Bibirnya bermain pada kedua dadaku. Yang tadinya berada dibawah, Justin menggeser tangannya , meremas buah dadaku dengan gemas hingga diriku kembali mengejang sesaat. Kakiku menghimpir kakinya yang berada pada tengah tubuhku. Kali ini bibirnya menuruni kedua buah dada, mengulumnya dengan pembukaan paksa hingga pakaian yang kugunakan sedikit sobek. Tak hanya itu, tangan Justin menjelajahi pinggangku secara berkala, membuat sensasi aneh yang kurasa. Tak sadar, aku terus mengigit bibir bawah secara kasar menikmati semua sentuhannya.
Justin menyempong dadaku, menggigitnya kecil. "Ahh.. Justin.."
Braku terangkat namun belum sepenuhnya terbuka. Justin turun hingga pusar, lidahnya bermain diatas permukaan kulitku, yang membuatku terkekeh. Menarik dirinya keatas untuk kembali mencium bibirku.
"Mengapa kau selalu melarangku untuk bermain dibawah sana?" Protes Justin saat menarik diri dari ciumannya. Aku hanya tersenyum, sesuatu yang segar muncul dari sudut bibirku, jika bukan karena Justin yang membersihkannya, mungkin aku tak tahu jika Bibirku terluka karena kelakuanku sendiri.
Justin kembali menciumku, terus melumat hingga aku benar-benar merangsangnya dengan menarik sedikit rambutnya, menenggelamkan jemariku didalamnya, menelusuri rahang sempurnanya dan menarik dirinya keluar dari zona nyaman.
"Kau tak menyentuhku?" Akhirnya aku bertanya, setelah lama berciuman namun Justin sama sekali tak mengekspos bagian bawahku sedikitpun. Memang aku melarangnya jika menggunakan bibir, tetapi tidak dengan Jerry. Jujur saja, aku terangsang.

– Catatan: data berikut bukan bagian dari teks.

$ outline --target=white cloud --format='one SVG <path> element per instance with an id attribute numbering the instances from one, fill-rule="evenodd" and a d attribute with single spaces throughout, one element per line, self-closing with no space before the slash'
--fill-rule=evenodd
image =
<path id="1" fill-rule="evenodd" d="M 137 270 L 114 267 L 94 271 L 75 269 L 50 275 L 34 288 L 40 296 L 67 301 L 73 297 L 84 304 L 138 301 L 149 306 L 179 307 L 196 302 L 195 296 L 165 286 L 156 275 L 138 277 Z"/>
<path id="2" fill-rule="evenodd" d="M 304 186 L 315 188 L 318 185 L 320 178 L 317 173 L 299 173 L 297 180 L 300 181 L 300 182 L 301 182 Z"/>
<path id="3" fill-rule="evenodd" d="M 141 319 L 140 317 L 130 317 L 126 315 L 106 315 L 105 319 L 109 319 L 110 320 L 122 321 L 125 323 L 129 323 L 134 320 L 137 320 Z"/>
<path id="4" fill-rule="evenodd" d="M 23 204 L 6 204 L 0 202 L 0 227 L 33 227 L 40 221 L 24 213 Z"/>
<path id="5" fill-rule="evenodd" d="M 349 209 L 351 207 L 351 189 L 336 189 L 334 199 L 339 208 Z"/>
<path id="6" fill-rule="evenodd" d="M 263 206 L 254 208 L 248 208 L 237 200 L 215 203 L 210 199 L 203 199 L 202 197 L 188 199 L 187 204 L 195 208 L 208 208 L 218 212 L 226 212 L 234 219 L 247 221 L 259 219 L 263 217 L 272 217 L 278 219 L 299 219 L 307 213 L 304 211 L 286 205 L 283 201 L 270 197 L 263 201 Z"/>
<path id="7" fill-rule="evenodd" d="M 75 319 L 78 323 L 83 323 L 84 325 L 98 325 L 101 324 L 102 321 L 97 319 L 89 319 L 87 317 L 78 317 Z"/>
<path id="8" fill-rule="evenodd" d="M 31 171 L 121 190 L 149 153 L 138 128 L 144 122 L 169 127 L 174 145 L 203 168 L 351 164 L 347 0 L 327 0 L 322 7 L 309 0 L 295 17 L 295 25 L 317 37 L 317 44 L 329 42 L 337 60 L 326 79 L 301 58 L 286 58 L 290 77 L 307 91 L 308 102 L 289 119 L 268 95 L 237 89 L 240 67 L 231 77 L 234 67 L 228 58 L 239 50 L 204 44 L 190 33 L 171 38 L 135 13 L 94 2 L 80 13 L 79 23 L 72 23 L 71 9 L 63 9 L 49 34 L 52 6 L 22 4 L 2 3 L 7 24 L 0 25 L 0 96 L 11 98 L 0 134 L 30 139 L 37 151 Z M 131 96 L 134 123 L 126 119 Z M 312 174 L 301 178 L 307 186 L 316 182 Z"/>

Justin menggeleng, dimana jawabannya menjadi sebuah penghalang nafsuku malam ini. Ia tertidur disampingku. "Aku sedang tidak mood, maafkan aku"

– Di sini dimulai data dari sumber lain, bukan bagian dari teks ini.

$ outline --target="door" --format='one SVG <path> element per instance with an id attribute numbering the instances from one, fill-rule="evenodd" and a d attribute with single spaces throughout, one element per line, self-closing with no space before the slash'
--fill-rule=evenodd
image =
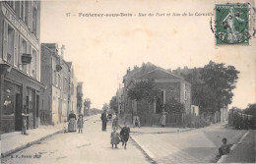
<path id="1" fill-rule="evenodd" d="M 35 105 L 35 118 L 33 118 L 36 122 L 35 127 L 38 128 L 38 117 L 39 117 L 39 95 L 36 95 L 36 105 Z"/>
<path id="2" fill-rule="evenodd" d="M 22 105 L 19 93 L 15 95 L 15 131 L 22 131 Z"/>

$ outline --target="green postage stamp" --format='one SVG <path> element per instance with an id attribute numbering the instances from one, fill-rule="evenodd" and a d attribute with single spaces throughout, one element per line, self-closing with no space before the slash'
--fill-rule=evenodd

kujatuhkan diri diatas dadanya yang kembang kepis secara beraturan. "Kenapa?"
"Aku tak tega memberi Nathan hukuman seberat itu, terlebih saat aku tahu gadisku menangis karenanya"
Aku yang mendengar itu terasa memanas. Tak tahu, ada penyesalan disana. Penyesalan yang tak bisa kuartikan. Aku menolak dan menyesal karena menangis untuk Nathan, tetapi hati kecilku berkata menyesal karena tak bisa berbuat apa-apa untuk membantunya. Toh, meskipun Nathan menyentuhku saat itu, bukankah tak ada pengaruhnya? Keperawananku pun sudah musnah karena Justin.
Tidak, aku tidak menyesal. Aku tidak akan mengungkit itu sama sekali.
"Aku menangis karena ia mengirimiku teks, yang membuatku mengulang peristiwa sialan itu. Hanya itu,sungguh"Justin yang menatap langit kamar tampak berkonsentrasi dengan pikirannya sendiri, tersenyum ketika mendengar penjelasanku. "Justin.. kau cemburu?" Dan lagi, pertanyaan yang langsung menjurus kuajukan.
Justin tersenyum masam, "tidak, sudahlah.. tidurlah, aku akan menjagamu"
"Tidak, aku tak mau. Aku ingin kau menidurkanku."
Ia tersenyum miring, segera menyampingkan tubuhnya membuatku lebih leluasa memeluk tubuhnya dimana dirinya pun membalas pelukanku. "Tidurlah, kau pasti lelah"
"Ya, kau juga tidur" aku yang menengadah menatap mata karamel itu penuh arti. Justin mendaratkan bibirnya untuk mengecupku sebelum aku menunduk lagi, menenggelamkan wajah didalam dada bidangnya.